Might you comment on my opinion (reprinted below) on the daily workload there, please?

Sure. As with you, I think it's ludicrous to have an installer do that type of work in a given day. Even with 2 receivers per job/4 jobs per day will take at least 8 hours without driving time. Not only will the wiring take some work in some homes, the download process adds time too. Plus, going over the agreement and the activation process takes time as well.

One time, we gave an installer to do 4 jobs with 2 of them being 4 receivers at each home. Let's just say that the installer got to the first home at around 7 AM and finished around 7 PM. BUT! They were a three-person team.
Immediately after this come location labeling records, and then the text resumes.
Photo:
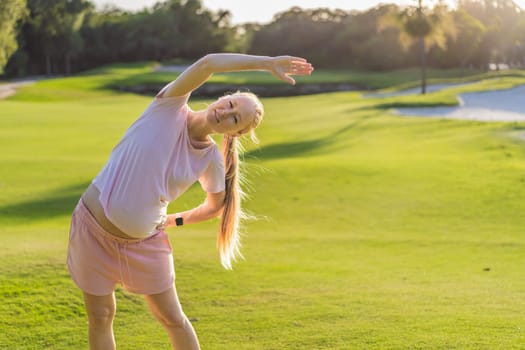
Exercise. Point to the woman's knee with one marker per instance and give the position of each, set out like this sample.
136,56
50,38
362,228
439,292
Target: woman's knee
174,319
100,311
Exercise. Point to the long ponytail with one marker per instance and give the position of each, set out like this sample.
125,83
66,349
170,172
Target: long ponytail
228,238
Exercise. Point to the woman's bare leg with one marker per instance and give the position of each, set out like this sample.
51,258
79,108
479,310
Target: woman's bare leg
101,312
167,309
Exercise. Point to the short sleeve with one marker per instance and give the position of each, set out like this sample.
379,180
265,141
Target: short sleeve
213,180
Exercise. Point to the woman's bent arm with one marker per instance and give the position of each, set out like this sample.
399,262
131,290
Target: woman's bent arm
199,72
211,208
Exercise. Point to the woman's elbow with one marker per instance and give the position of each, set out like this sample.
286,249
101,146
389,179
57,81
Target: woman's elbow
217,210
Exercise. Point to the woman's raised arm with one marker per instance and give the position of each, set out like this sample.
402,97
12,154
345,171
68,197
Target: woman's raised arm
282,67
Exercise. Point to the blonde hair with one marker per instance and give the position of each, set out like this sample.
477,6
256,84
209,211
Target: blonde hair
228,238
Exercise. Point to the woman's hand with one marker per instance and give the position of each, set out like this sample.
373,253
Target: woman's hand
283,66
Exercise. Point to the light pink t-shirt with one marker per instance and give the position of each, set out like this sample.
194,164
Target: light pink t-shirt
152,165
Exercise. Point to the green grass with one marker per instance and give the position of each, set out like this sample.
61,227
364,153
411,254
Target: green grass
376,231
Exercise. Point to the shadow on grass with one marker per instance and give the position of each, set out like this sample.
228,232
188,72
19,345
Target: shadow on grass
58,202
301,148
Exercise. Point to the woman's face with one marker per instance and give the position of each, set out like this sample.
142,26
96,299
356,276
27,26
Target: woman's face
232,115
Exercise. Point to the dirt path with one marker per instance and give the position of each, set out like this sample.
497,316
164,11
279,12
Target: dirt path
9,89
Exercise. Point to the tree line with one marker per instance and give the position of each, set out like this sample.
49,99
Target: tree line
67,36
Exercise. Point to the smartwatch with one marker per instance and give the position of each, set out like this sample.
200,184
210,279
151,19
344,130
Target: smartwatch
179,221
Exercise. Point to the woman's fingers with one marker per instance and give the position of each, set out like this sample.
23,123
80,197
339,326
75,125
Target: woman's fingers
290,65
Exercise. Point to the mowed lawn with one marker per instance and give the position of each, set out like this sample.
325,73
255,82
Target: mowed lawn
375,231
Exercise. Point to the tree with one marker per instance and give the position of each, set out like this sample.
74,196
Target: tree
11,12
424,28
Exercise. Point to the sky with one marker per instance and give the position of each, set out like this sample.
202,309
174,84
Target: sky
262,11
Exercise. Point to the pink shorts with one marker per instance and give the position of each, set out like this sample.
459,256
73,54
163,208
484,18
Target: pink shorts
98,260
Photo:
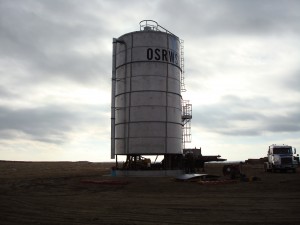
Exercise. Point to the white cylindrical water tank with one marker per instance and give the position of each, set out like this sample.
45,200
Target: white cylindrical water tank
147,98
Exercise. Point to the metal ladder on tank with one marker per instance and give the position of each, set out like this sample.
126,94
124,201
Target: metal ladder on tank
182,85
186,122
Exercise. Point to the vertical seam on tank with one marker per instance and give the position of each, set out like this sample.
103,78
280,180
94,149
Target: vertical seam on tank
167,89
130,89
125,97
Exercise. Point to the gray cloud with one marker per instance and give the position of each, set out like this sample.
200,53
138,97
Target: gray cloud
52,123
44,36
49,124
206,18
246,117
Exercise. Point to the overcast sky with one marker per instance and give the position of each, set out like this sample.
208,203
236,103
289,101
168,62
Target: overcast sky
242,74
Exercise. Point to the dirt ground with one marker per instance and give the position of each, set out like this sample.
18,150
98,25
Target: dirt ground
84,193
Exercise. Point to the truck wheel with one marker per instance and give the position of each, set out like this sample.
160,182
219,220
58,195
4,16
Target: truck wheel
265,167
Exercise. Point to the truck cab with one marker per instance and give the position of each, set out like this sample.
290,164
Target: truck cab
280,157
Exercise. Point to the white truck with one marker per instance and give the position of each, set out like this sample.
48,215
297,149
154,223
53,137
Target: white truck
281,158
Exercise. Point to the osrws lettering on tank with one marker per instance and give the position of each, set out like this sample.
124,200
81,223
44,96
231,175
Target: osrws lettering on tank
162,55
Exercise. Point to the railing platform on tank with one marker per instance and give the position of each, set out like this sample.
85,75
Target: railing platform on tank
146,25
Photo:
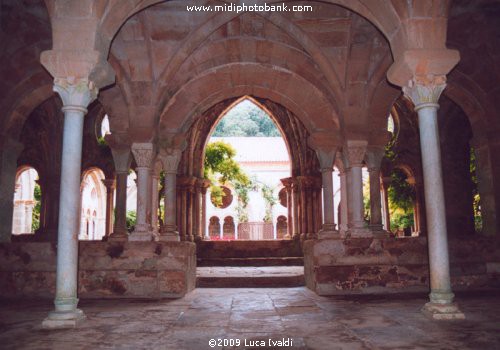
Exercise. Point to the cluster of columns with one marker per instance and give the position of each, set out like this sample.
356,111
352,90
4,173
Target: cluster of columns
303,199
78,94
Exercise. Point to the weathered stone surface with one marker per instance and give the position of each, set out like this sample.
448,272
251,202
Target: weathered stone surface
394,265
106,270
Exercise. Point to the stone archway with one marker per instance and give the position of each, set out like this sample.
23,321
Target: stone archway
305,175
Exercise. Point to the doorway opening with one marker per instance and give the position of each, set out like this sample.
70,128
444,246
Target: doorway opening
246,157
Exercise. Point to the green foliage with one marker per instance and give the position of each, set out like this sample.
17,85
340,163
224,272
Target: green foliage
401,197
131,220
35,223
101,141
222,169
271,200
246,119
401,193
476,199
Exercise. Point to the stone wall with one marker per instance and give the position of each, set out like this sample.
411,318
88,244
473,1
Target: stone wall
106,270
367,265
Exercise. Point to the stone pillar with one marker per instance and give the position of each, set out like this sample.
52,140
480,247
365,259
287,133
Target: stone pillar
288,183
425,97
344,200
386,181
296,209
190,195
374,157
76,96
110,190
122,158
354,152
326,158
170,159
155,178
9,151
204,187
143,154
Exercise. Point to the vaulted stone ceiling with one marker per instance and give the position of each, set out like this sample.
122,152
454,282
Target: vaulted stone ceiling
325,66
328,67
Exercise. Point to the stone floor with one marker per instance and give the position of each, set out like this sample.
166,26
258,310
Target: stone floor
249,271
250,276
254,315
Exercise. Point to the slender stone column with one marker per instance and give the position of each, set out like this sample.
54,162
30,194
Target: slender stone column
170,159
386,181
204,187
326,158
374,158
76,96
190,195
122,158
110,190
354,152
288,183
296,208
155,178
9,152
425,97
143,154
344,199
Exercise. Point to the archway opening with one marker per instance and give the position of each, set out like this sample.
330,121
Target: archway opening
27,202
93,205
246,157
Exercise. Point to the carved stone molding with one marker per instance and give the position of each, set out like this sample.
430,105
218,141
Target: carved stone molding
424,92
354,152
170,158
75,94
374,156
143,154
122,159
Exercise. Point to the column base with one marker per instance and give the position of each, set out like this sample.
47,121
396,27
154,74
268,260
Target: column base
141,236
172,236
437,311
63,319
118,237
328,234
359,232
378,231
311,236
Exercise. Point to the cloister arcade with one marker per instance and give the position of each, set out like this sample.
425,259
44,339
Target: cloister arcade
162,76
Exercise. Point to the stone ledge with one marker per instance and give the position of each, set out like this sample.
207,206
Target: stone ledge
387,265
106,269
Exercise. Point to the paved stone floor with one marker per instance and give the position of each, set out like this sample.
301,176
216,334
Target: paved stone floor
249,271
254,315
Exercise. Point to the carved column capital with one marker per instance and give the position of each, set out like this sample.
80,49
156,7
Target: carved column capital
143,154
287,183
76,94
354,152
170,158
374,156
425,91
110,184
122,158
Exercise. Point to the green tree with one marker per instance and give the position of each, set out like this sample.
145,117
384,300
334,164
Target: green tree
246,119
221,169
401,197
35,223
476,199
131,220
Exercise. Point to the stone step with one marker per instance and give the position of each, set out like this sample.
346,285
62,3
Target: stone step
248,249
250,277
269,261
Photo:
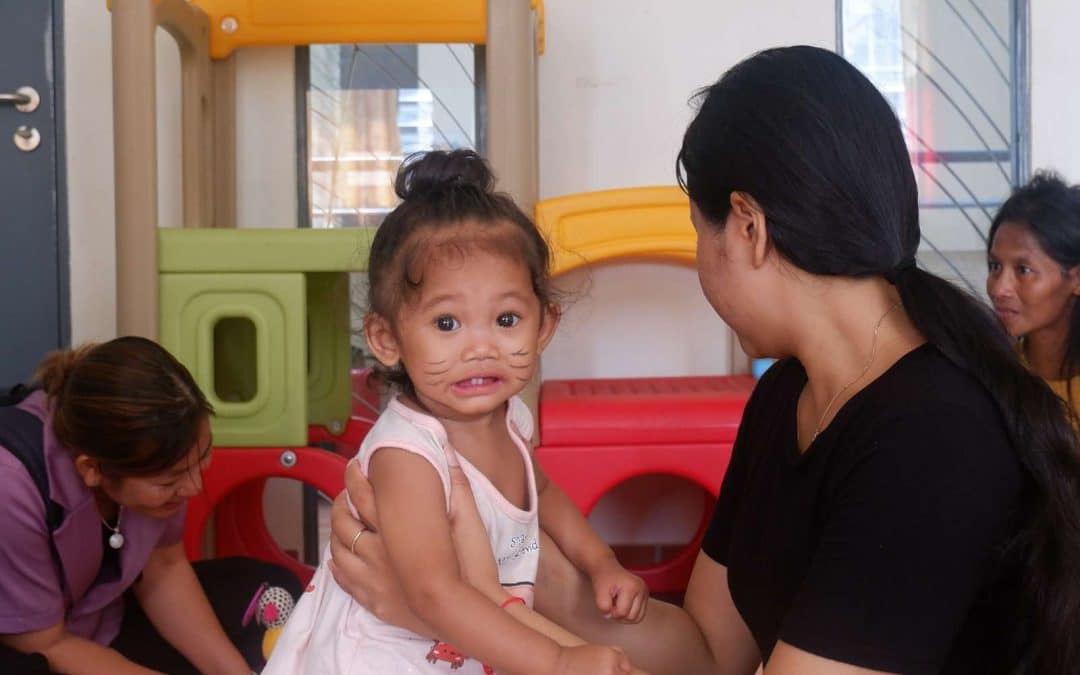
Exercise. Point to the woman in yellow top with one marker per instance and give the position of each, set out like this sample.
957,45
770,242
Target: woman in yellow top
1035,279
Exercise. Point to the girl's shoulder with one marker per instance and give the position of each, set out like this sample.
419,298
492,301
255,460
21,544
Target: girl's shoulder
520,418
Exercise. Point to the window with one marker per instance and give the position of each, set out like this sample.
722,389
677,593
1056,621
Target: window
955,72
367,107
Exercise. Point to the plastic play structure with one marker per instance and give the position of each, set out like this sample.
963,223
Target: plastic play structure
260,316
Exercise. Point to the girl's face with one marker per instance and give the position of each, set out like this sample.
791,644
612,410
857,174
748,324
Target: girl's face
731,282
1029,289
161,496
472,336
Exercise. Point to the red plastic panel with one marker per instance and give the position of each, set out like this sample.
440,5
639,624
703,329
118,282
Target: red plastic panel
235,477
643,410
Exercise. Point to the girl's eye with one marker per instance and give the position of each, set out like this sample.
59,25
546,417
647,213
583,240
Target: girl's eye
447,323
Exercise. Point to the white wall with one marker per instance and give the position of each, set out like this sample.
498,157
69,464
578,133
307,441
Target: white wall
1055,97
613,89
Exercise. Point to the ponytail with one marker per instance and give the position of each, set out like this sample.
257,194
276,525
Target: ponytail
55,368
126,403
1047,548
819,148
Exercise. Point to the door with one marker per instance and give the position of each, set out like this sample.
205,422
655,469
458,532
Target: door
34,313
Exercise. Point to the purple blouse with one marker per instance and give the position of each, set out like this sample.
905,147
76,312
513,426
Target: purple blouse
36,592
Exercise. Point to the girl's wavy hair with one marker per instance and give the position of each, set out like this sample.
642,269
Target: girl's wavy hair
814,143
448,205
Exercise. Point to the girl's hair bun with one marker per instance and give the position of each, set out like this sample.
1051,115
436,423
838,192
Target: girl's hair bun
424,173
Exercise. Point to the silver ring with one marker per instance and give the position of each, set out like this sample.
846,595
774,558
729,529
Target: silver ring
352,547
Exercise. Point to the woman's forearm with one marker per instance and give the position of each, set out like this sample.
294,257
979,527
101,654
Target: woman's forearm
666,642
174,601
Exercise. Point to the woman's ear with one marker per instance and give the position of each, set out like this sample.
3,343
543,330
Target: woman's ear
381,340
552,314
89,470
750,218
1074,277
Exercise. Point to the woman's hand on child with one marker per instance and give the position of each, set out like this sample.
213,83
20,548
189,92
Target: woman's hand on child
620,594
592,660
471,540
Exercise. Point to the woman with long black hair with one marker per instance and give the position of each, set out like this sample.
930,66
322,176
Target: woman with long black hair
1034,279
904,495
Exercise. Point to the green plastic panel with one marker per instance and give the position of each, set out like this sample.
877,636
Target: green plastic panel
199,250
265,312
329,356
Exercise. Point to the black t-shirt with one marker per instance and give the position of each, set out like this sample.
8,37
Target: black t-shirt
880,545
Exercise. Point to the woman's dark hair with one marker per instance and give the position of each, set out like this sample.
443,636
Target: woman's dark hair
448,205
1050,210
812,142
126,403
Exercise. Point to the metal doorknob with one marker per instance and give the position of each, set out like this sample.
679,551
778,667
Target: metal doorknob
26,98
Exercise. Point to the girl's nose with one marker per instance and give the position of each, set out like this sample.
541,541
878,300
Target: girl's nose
999,285
481,346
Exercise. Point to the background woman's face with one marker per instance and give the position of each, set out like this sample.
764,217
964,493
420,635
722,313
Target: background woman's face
1030,292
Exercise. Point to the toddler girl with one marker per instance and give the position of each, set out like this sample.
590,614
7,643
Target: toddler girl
460,310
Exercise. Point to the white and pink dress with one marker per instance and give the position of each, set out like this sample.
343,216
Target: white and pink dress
328,632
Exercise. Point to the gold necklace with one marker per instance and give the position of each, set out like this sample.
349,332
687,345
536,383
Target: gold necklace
866,369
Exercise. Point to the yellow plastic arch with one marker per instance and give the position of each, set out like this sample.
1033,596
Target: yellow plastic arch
251,23
589,228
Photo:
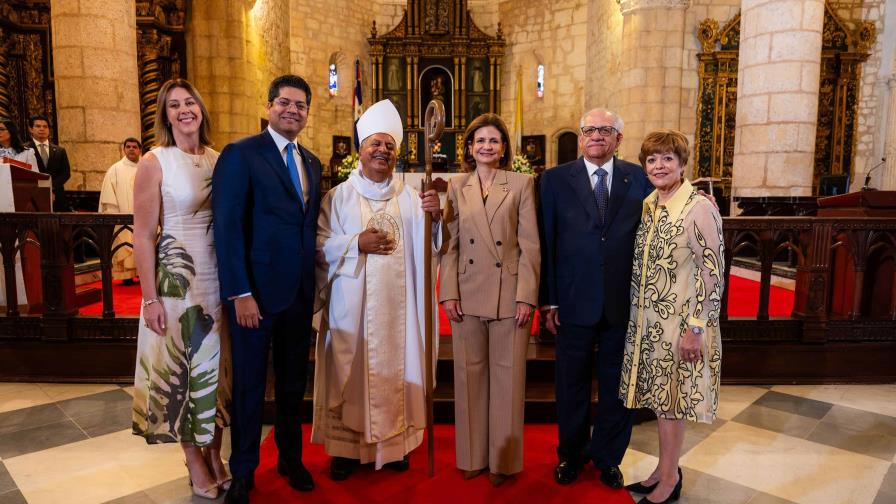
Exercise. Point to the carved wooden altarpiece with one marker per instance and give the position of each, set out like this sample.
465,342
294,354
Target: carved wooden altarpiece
437,52
26,63
843,51
161,55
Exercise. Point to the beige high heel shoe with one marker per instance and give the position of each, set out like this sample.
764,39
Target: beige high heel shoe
223,481
206,493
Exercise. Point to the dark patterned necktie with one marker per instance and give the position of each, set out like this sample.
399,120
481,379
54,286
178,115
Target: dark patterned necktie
294,172
601,194
44,155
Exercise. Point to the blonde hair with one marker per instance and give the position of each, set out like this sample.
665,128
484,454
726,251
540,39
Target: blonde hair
164,136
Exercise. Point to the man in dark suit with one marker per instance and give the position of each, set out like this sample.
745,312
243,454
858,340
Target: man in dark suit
590,211
265,197
51,159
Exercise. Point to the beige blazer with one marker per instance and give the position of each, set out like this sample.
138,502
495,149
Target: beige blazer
493,258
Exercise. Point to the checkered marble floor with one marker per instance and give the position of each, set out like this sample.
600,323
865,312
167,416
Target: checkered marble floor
813,444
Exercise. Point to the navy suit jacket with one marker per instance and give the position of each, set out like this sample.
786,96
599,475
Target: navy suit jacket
587,268
264,240
58,168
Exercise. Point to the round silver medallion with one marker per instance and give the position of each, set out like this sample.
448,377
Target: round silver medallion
386,224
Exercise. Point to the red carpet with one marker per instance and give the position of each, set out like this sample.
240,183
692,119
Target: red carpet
743,301
125,299
534,484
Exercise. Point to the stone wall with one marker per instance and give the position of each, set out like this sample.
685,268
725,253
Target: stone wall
95,65
777,97
603,54
554,34
316,37
233,52
649,96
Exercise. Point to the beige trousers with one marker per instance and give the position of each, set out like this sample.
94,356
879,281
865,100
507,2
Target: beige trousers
489,393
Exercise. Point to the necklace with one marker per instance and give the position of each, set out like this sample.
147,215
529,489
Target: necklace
486,186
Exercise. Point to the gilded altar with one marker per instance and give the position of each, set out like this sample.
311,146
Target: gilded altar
436,52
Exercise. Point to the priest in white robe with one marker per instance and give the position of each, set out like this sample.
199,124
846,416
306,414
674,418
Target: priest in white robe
117,196
369,403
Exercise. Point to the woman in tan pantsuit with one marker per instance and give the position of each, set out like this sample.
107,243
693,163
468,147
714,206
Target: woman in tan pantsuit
489,288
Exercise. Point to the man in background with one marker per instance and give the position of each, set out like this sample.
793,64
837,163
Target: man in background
117,196
51,159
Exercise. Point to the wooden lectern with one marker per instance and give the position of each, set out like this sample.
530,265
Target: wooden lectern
28,191
866,290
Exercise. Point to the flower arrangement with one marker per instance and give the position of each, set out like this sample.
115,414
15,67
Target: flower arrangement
521,165
346,166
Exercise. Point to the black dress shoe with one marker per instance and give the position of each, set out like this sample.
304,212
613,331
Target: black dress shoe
299,478
676,493
611,476
644,489
566,472
341,468
239,490
399,465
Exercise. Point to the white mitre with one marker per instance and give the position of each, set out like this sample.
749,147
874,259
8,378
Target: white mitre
381,117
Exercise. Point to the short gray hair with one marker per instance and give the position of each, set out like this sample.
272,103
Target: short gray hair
618,123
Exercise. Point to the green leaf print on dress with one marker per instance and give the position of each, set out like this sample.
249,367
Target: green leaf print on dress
175,270
183,392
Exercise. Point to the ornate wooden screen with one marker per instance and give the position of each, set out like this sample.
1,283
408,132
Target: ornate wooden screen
161,54
26,64
842,53
717,100
437,52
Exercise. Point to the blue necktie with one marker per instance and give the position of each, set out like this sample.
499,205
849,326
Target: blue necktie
601,194
294,172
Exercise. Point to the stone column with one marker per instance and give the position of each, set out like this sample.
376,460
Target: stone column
235,49
888,177
777,97
97,92
651,69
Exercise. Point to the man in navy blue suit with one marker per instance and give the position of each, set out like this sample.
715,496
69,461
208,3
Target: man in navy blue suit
590,211
265,197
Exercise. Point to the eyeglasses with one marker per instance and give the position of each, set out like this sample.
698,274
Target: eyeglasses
603,130
285,104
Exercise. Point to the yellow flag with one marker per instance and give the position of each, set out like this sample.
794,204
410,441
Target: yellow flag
518,112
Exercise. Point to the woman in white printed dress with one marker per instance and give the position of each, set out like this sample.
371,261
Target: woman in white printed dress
181,382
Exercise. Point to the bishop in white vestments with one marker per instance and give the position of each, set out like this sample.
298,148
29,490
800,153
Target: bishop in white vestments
369,403
117,196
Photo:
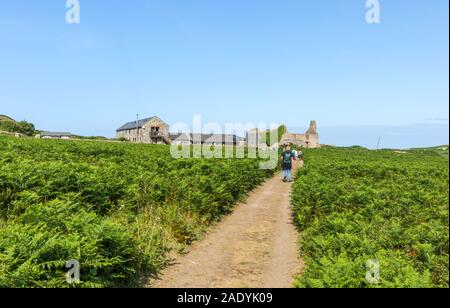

If you mix in dual-tuner receiver installations like the 322 and 522, the job gets ridiculously difficult when the customer wants the wiring fished. So, DSS4Free, I'm not saying that you're lying but that who'd actually complete all those jobs in one day, let alone repeat that for 6 days in a week? Think about the trouble calls and the need to fulfill them too with your installations. It just makes no sense in giving that much work to the installers. You're just asking for customers to complain about shoddy work and poor signal strengths. Maybe that retailer's just playing a numbers game. But whatever it is, they're giving other retailers and DISH Network a bad name.
 
I'll tell you what the biggest problem is...we had like 7 installers, the area manager tells Dish that we have 10 installers so that we get more work (really too much work for everyone). It's all about the money. Area manager gets $5 per job that each installer he has completes. All of our work came from DNSC, so there was an endless supply of work. You figure DNSC would normally assign 2 new connects and maybe a dish upgrade or trouble call each day per installer...but when the area manager tells them that we have more installers than we really do, you can figure that each installer will get 1 or 2 more jobs than they normally would. That makes the area manager an extra $50 per day and he doesn't have to do anything. Aerocomm isn't a retailer, they get all their work straight from DNSC and there is plenty to do. I just got tired of all their crap and got out of there. I actually think that I am still on the grid (eventhough I haven't worked there for a couple weeks) and the area manager is assigning all that extra work to the other guys. REDICULOUS!!
 
DSS4Free said:
I'll tell you what the biggest problem is...we had like 7 installers, the area manager tells Dish that we have 10 installers so that we get more work (really too much work for everyone). It's all about the money. Area manager gets $5 per job that each installer he has completes. All of our work came from DNSC, so there was an endless supply of work. You figure DNSC would normally assign 2 new connects and maybe a dish upgrade or trouble call each day per installer...but when the area manager tells them that we have more installers than we really do, you can figure that each installer will get 1 or 2 more jobs than they normally would. That makes the area manager an extra $50 per day and he doesn't have to do anything. Aerocomm isn't a retailer, they get all their work straight from DNSC and there is plenty to do. I just got tired of all their crap and got out of there. I actually think that I am still on the grid (eventhough I haven't worked there for a couple weeks) and the area manager is assigning all that extra work to the other guys. REDICULOUS!!

Don't worry. There should be a quality control check for the DNSC and when they do an evaluation, they'll see the nice (lot of trouble calls and incomplete jobs) numbers your former company put out. Then, bye-bye sub-contracting. Unless DNSC can't find other sub-contractors to give work to, your company should get the boot in due time.